Dans votre livre, vous évoquez la croissance du vote nationaliste basque entre 2005 et 2017. Quels sont les principales étapes de cette progression ?

Eguzki Urteaga : Dans mon ouvrage, je distingue trois phases successives. La première, allant de 2005 à 2011, correspond à la consolidation des partis nationalistes basques comme troisième force politique, ce qui, dans un mode de scrutin majoritaire à deux tours, leur confère un rôle d’arbitre lors des seconds tours. La deuxième étape, qui oscille entre 2011 et 2017, représente un saut quantitatif et qualitatif puisque ces formations sont devenues des alternatives crédibles aux partis de centre-droit qui ont dominé le paysage politique local durant les dernières décennies. A ce propos, les élections départementales de 2015 ont représenté un tournant car, lors du second tour, les candidatures d’EH Bai se sont classées premières ou deuxièmes dans cinq des douze circonscriptions, au détriment du Parti socialiste. Et, lors du second tour, de nombreux électeurs socialistes et écologistes se sont portés sur les candidatures d’EH Bai mettant fin au cordon sanitaire ayant prévalu à leur encontre durant de longues années. A partir de 2017, de nouvelles perspectives se sont ouvertes aux partis nationalistes basques, consécutivement à l’institutionnalisation du territoire, avec la création de la Communauté d’agglomération Pays Basque [CAPB] en janvier 2017, et suite aux avancées réalisées dans le processus de paix avec le désarmement puis la dissolution de l’ETA et la flexibilisation de la politique pénitentiaire.

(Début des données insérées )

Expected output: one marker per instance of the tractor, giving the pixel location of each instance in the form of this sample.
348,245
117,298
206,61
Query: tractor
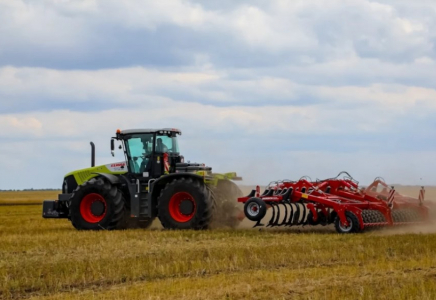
153,181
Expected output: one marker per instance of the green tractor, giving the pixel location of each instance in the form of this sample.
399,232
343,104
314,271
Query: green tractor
153,181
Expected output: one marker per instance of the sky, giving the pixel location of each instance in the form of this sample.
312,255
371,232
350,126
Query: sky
270,89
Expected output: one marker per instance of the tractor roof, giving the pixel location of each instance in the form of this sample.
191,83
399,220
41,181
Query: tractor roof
132,131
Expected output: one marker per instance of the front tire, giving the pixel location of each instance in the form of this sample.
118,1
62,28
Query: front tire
185,204
96,205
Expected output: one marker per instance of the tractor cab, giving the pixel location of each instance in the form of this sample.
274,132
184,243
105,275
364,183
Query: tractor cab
150,153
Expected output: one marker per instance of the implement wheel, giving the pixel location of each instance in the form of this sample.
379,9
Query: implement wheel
353,226
185,204
96,205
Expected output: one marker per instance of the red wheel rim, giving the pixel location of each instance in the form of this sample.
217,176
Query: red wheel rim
86,205
174,207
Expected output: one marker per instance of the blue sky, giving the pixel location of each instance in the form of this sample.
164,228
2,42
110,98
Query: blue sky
271,89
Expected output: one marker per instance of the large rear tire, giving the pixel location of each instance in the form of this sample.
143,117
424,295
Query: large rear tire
96,205
185,204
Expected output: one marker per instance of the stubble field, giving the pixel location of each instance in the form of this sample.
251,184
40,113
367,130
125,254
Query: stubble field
48,259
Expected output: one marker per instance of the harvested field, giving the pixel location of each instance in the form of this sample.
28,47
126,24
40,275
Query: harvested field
48,259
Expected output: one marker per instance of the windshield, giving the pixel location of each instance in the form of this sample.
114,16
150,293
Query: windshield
139,148
167,144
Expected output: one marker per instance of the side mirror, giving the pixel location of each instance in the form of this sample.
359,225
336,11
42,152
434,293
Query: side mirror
112,147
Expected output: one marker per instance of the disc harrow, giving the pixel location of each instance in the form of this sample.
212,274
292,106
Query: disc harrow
339,201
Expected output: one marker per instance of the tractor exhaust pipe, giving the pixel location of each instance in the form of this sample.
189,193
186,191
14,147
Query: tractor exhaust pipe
92,154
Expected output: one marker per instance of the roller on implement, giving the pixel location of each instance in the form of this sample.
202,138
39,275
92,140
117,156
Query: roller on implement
153,181
339,201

Quels sont les principaux facteurs qui expliquent cet essor ?

E.U. : L’une des spécificités du vote nationaliste basque est qu’il progresse lentement mais sûrement, ce qui lui confère une certaine assise le mettant à l’abri des soubresauts électoraux. Cela s’explique par le fait que, depuis sa création au début des années 1960 avec la constitution d’Enbata en 1963, les nationalistes basques se sont investis massivement et activement dans les coopératives, les syndicats, les associations et les mouvements sociaux, ce qui leur a permis de diffuser leurs idées et de gagner en crédibilité. Ainsi, les idées qui étaient propres au mouvement nationaliste basque se sont progressivement diffusées dans la société au point d’y devenir majoritaires. Cette lutte menée au niveau des idées s’est ensuite traduite sur le plan électoral. Et, au fur et à mesure que le vote nationaliste basque augmentait, les principaux partis de gouvernement se sont vus obligés de tenir compte de ses revendications afin d’obtenir leur appui lors des seconds tours. Cela a légitimé les idées portées par les partis nationalistes basques qui sont devenus incontournables. Aujourd’hui, aucun parti ou élu aspirant à gouverner dans les communes ou la CAPB ne se positionne contre ses principales revendications, sans courir le risque de perdre l’élection en question.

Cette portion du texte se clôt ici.